Signed-off-by: Christian Brauner (Microsoft) <brauner@kernel.org>
---
Notes:
/* v2 */
unchanged
fs/overlayfs/super.c | 101 ++-----------------------------------------
1 file changed, 4 insertions(+), 97 deletions(-)
diff --git a/fs/overlayfs/super.c b/fs/overlayfs/super.c
index 8a13319db1d3..0c7ae79b10b1 100644
--- a/fs/overlayfs/super.c
+++ b/fs/overlayfs/super.c
@@ -998,83 +998,6 @@ static unsigned int ovl_split_lowerdirs(char *str)
return ctr;
}
-static int __maybe_unused
-ovl_posix_acl_xattr_get(const struct xattr_handler *handler,
- struct dentry *dentry, struct inode *inode,
- const char *name, void *buffer, size_t size)
-{
- return ovl_xattr_get(dentry, inode, handler->name, buffer, size);
-}
-
-static int __maybe_unused
-ovl_posix_acl_xattr_set(const struct xattr_handler *handler,
- struct user_namespace *mnt_userns,
- struct dentry *dentry, struct inode *inode,
- const char *name, const void *value,
- size_t size, int flags)
-{
- struct dentry *workdir = ovl_workdir(dentry);
- struct inode *realinode = ovl_inode_real(inode);
- struct posix_acl *acl = NULL;
- int err;
-
- /* Check that everything is OK before copy-up */
- if (value) {
- /* The above comment can be understood in two ways:
- *
- * 1. We just want to check whether the basic POSIX ACL format
- * is ok. For example, if the header is correct and the size
- * is sane.
- * 2. We want to know whether the ACL_{GROUP,USER} entries can
- * be mapped according to the underlying filesystem.
- *
- * Currently, we only check 1. If we wanted to check 2. we
- * would need to pass the mnt_userns and the fs_userns of the
- * underlying filesystem.
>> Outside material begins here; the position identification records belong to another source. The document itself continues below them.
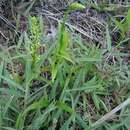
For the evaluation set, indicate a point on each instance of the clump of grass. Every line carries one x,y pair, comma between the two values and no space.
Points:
65,87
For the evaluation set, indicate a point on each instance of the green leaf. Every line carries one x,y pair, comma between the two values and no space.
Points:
63,106
128,18
36,105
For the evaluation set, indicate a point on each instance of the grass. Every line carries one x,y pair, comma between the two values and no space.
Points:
64,85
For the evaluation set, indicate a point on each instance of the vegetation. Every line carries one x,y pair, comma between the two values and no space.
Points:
66,83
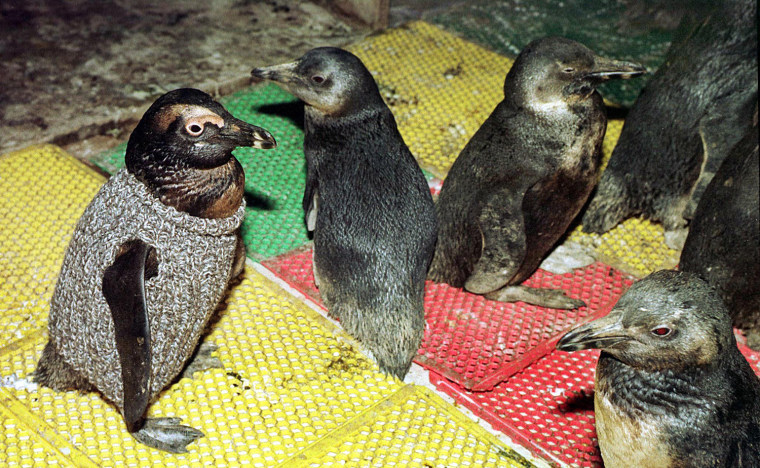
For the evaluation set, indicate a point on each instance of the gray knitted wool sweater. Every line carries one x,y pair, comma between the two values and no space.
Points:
195,257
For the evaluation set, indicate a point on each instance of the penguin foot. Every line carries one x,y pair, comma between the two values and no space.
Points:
166,434
202,360
482,282
552,298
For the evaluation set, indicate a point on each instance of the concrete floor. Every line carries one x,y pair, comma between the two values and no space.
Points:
81,73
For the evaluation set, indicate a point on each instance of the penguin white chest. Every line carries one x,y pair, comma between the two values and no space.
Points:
627,442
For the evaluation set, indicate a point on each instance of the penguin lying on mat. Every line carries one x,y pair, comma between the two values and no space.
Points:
367,202
672,388
525,174
149,262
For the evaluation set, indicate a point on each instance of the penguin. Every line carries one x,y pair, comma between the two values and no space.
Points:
689,115
149,261
672,389
723,244
366,202
525,174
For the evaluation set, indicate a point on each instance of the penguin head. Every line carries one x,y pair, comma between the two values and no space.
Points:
556,69
186,128
668,320
332,81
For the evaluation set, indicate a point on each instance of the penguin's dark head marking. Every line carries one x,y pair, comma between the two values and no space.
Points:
330,80
555,70
189,127
668,320
182,150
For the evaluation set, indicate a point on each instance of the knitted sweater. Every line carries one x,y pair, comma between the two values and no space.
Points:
195,257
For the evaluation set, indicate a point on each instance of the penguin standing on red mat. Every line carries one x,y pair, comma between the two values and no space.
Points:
150,260
525,174
366,201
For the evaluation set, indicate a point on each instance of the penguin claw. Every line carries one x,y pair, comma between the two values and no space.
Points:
551,298
167,434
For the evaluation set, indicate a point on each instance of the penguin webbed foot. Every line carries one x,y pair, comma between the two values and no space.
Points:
166,434
202,360
485,282
551,298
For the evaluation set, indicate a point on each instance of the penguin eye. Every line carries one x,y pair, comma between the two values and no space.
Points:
661,331
194,129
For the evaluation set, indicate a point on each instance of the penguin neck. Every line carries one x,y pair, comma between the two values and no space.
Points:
206,193
549,105
636,391
333,135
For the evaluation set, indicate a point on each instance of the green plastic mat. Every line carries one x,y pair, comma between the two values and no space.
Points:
506,26
274,179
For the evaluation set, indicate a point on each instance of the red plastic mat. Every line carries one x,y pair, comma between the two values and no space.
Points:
479,343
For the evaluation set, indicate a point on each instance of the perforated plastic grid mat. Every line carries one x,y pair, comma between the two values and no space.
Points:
477,342
549,406
506,26
33,236
292,383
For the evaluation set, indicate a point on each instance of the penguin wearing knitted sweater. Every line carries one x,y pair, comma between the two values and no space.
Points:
149,261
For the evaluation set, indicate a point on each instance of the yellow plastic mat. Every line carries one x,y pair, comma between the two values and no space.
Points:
293,387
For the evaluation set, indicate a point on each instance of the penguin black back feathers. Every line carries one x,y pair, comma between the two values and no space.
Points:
672,388
149,261
526,173
690,114
366,201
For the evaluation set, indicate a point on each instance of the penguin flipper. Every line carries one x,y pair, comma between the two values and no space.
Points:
503,230
124,291
310,196
551,298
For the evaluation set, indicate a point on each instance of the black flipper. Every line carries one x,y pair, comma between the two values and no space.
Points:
124,290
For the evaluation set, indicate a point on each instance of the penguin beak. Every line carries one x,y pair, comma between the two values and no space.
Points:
244,134
600,334
284,73
606,69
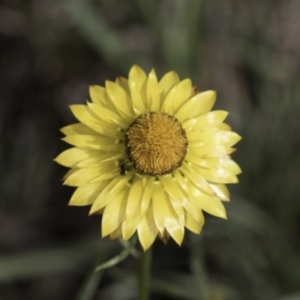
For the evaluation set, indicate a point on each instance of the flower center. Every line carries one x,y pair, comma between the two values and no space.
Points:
156,144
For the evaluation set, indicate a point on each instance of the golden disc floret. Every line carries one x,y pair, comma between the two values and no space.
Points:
156,144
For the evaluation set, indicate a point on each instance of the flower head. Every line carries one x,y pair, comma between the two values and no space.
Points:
150,156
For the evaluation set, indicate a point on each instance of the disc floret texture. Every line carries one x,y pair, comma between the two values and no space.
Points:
150,156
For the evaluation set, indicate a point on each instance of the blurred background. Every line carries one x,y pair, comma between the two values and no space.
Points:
248,51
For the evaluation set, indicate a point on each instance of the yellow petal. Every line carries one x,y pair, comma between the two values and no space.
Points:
225,138
93,142
108,116
223,163
158,206
86,195
84,114
164,214
210,204
115,186
221,191
85,175
210,119
177,197
97,94
72,156
134,198
116,233
130,227
188,205
209,151
77,129
169,80
120,99
147,194
153,99
95,161
174,228
199,135
196,178
192,225
177,96
147,230
216,175
224,126
123,83
196,106
114,212
137,78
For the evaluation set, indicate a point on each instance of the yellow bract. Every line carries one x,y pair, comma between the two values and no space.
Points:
105,177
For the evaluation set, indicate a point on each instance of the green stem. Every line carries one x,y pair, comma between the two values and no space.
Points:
144,274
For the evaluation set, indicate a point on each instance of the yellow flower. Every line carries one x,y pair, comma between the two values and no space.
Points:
150,156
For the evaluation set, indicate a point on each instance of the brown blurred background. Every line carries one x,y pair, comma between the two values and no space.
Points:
248,51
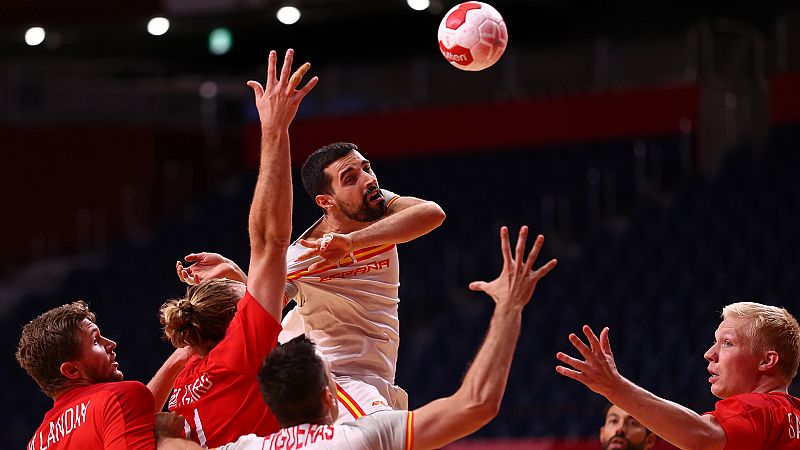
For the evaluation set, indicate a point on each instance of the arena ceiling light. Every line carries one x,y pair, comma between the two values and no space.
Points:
158,26
34,36
419,5
288,15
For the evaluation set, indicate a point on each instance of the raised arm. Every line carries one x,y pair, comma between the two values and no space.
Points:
674,423
406,219
270,222
478,399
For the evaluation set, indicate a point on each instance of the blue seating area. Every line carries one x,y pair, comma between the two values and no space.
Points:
645,247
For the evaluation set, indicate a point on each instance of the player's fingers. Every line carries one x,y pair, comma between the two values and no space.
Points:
298,75
569,373
309,243
575,363
594,343
478,286
505,246
287,66
534,253
605,343
519,252
195,256
307,88
541,272
580,346
271,71
258,91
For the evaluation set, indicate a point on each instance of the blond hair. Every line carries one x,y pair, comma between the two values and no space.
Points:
770,328
200,318
50,340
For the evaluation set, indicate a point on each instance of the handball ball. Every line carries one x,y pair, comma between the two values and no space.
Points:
472,36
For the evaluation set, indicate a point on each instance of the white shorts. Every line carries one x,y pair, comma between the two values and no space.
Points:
363,396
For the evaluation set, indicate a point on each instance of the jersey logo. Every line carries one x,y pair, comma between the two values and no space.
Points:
365,269
65,424
190,393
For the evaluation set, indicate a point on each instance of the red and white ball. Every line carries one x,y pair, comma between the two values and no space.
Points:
472,36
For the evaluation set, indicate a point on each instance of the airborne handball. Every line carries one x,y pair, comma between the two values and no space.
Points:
472,36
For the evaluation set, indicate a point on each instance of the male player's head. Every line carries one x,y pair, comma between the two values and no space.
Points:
297,384
341,181
621,431
756,346
63,348
201,318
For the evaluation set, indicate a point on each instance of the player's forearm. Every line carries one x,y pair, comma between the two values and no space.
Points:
176,444
486,378
402,226
161,383
674,423
271,209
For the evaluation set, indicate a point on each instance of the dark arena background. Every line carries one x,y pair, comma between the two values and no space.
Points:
654,144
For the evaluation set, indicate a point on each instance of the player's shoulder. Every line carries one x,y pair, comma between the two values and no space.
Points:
129,388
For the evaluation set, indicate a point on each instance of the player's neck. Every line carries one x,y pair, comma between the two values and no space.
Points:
338,223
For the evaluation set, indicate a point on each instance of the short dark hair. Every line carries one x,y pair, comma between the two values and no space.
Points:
292,379
50,340
315,181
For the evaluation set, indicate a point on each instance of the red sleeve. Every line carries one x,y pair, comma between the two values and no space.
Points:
252,334
744,419
128,419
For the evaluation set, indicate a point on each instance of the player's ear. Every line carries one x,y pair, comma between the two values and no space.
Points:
71,370
769,360
324,201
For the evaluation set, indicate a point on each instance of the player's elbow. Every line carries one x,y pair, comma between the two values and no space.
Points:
482,409
434,213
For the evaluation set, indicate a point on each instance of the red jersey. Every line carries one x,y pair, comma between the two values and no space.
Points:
219,395
117,415
760,421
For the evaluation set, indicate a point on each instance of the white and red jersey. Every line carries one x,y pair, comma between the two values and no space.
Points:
350,310
102,416
388,430
760,421
218,395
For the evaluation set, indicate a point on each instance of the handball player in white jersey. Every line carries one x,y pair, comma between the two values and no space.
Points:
299,388
344,274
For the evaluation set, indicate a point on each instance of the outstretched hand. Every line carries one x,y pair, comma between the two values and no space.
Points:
332,247
278,102
597,371
207,266
515,284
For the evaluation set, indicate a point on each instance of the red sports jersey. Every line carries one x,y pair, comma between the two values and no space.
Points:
760,421
219,394
112,416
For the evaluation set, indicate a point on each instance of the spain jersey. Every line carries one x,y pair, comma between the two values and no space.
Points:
350,310
112,416
218,395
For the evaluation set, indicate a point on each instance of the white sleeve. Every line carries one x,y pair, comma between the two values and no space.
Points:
387,430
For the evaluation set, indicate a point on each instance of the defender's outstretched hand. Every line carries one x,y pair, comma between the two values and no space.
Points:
517,281
597,371
277,103
207,266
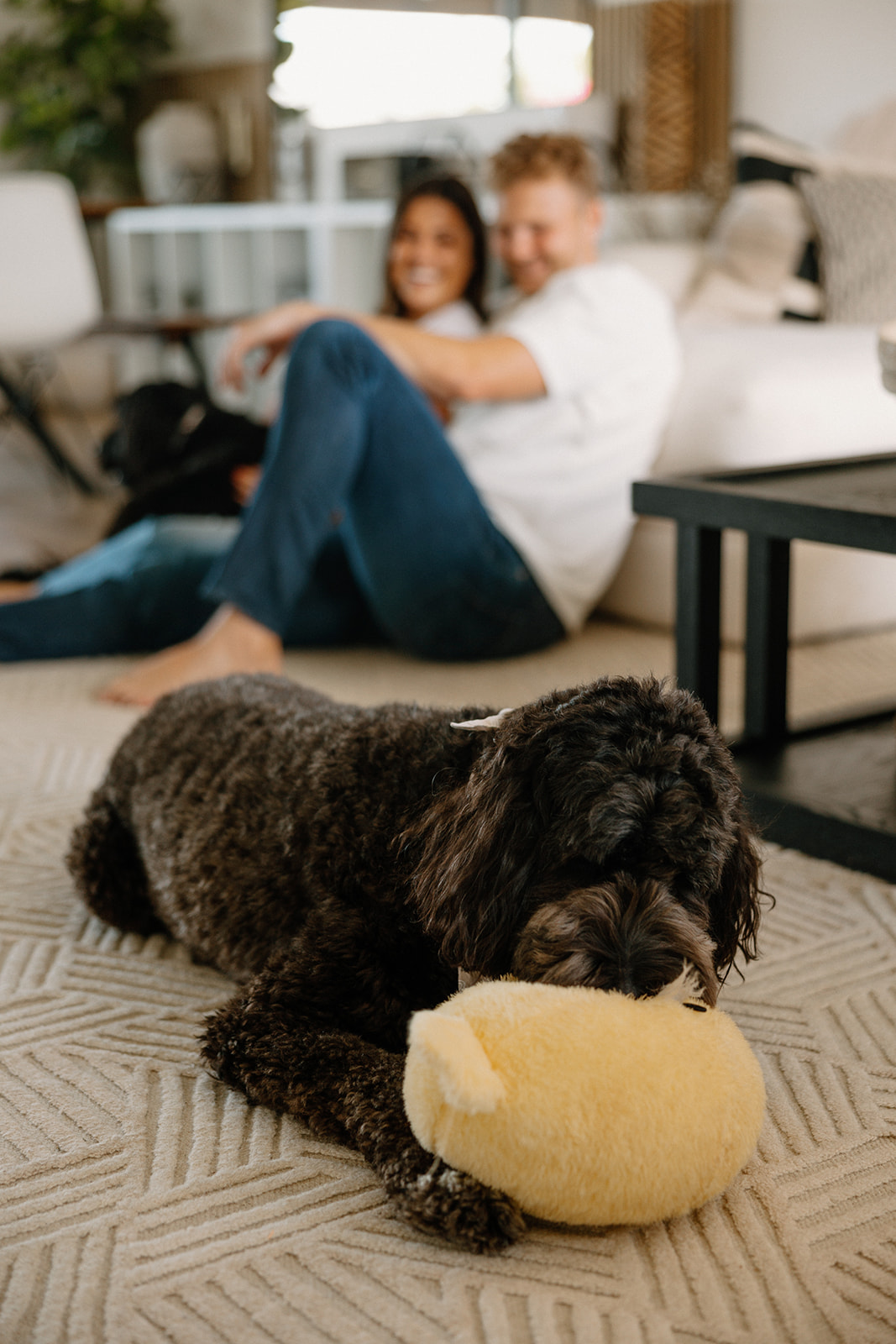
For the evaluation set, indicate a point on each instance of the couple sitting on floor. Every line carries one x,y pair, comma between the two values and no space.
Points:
458,492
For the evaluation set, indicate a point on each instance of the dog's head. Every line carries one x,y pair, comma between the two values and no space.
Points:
600,839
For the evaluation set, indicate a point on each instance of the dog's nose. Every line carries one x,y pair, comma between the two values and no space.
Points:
626,985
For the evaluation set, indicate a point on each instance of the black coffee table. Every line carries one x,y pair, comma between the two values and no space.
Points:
829,790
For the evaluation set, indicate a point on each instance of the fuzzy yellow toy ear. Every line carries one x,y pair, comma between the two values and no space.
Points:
458,1063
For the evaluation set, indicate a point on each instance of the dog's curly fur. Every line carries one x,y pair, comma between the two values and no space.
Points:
344,864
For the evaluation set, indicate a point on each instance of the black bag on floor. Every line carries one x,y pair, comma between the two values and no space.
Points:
175,450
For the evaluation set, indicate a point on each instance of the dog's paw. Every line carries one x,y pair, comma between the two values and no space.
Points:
459,1209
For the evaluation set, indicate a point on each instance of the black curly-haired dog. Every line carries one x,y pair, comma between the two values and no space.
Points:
345,862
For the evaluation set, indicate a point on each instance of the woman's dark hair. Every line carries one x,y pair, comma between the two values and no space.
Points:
458,195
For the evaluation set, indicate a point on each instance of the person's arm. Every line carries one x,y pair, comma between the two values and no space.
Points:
490,367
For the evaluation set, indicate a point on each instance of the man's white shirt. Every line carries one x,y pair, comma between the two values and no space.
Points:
555,472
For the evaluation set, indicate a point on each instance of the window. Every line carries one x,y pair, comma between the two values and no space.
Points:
364,66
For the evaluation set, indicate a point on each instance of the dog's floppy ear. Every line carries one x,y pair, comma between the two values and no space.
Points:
734,906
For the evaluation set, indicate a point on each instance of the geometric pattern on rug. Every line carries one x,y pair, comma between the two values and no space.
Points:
144,1203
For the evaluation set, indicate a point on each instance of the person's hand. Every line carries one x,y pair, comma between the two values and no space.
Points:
270,333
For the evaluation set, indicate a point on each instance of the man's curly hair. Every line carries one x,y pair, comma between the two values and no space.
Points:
546,156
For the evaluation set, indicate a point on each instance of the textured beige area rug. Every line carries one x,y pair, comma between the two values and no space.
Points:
144,1203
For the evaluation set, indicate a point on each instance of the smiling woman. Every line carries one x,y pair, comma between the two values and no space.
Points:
364,66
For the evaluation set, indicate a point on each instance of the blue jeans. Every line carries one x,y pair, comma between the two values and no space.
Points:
364,528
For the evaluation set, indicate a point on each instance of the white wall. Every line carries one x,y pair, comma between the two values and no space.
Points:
221,33
802,67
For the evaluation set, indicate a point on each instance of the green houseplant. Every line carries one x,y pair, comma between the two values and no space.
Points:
70,81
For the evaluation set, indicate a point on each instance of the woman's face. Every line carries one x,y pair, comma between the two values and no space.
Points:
432,255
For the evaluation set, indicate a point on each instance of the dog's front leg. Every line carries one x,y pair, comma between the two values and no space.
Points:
285,1054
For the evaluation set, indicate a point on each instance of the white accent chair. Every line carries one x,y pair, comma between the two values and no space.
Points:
49,286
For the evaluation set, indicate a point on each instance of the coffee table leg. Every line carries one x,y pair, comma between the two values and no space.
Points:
768,622
699,589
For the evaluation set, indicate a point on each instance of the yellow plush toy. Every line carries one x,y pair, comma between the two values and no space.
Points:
586,1106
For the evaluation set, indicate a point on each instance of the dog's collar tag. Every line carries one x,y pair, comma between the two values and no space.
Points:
484,725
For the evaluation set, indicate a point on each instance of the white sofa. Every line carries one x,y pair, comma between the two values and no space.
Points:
757,394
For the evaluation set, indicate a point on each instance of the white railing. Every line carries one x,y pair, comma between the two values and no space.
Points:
238,259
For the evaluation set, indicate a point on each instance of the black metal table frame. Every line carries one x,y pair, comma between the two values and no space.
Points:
770,526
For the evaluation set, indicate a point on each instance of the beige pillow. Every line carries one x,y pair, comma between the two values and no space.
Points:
752,255
855,218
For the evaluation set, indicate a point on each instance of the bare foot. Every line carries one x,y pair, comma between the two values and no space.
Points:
230,643
16,591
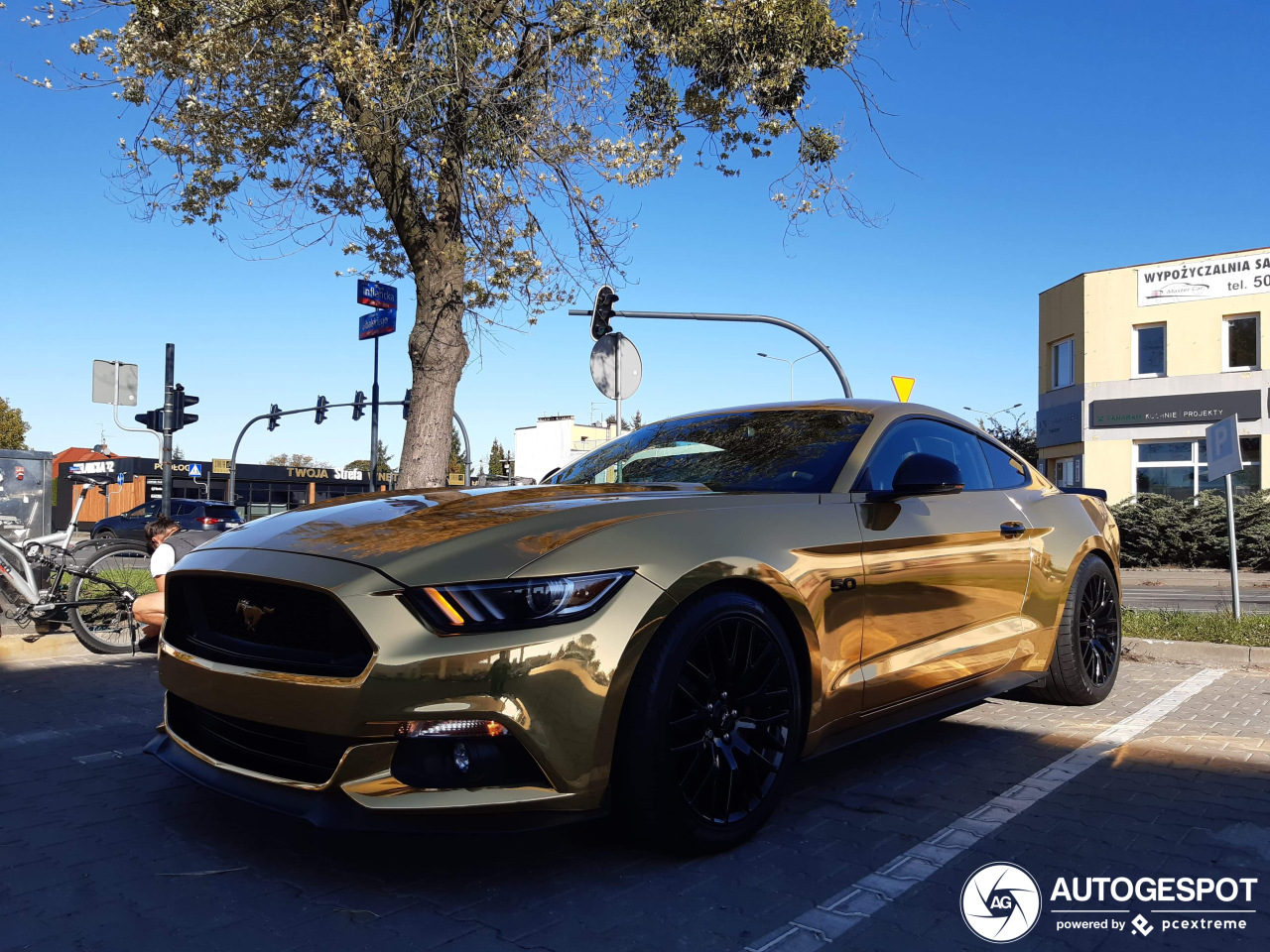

But frankly, I think checking 1. is
- * enough to start the copy-up.
- */
- acl = vfs_set_acl_prepare(&init_user_ns, &init_user_ns, value, size);
- if (IS_ERR(acl))
- return PTR_ERR(acl);
- }
- err = -EOPNOTSUPP;
- if (!IS_POSIXACL(d_inode(workdir)))
- goto out_acl_release;
- if (!realinode->i_op->set_acl)
- goto out_acl_release;
- if (handler->flags == ACL_TYPE_DEFAULT && !S_ISDIR(inode->i_mode)) {
- err = acl ? -EACCES : 0;
- goto out_acl_release;
- }
- err = -EPERM;
- if (!inode_owner_or_capable(&init_user_ns, inode))
- goto out_acl_release;
-
- posix_acl_release(acl);
-
- /*
- * Check if sgid bit needs to be cleared (actual setacl operation will
- * be done with mounter's capabilities and so that won't do it for us).
- */
- if (unlikely(inode->i_mode & S_ISGID) &&
- handler->flags == ACL_TYPE_ACCESS &&
- !in_group_p(inode->i_gid) &&
- !capable_wrt_inode_uidgid(&init_user_ns, inode, CAP_FSETID)) {
- struct iattr iattr = { .ia_valid = ATTR_KILL_SGID };
-
- err = ovl_setattr(&init_user_ns, dentry, &iattr);
- if (err)
- return err;
- }
-
- err = ovl_xattr_set(dentry, inode, handler->name, value, size, flags);
- return err;
-
-out_acl_release:
- posix_acl_release(acl);
- return err;
-}
-
static int ovl_own_xattr_get(const struct xattr_handler *handler,
struct dentry *dentry, struct inode *inode,
const char *name, void *buffer, size_t size)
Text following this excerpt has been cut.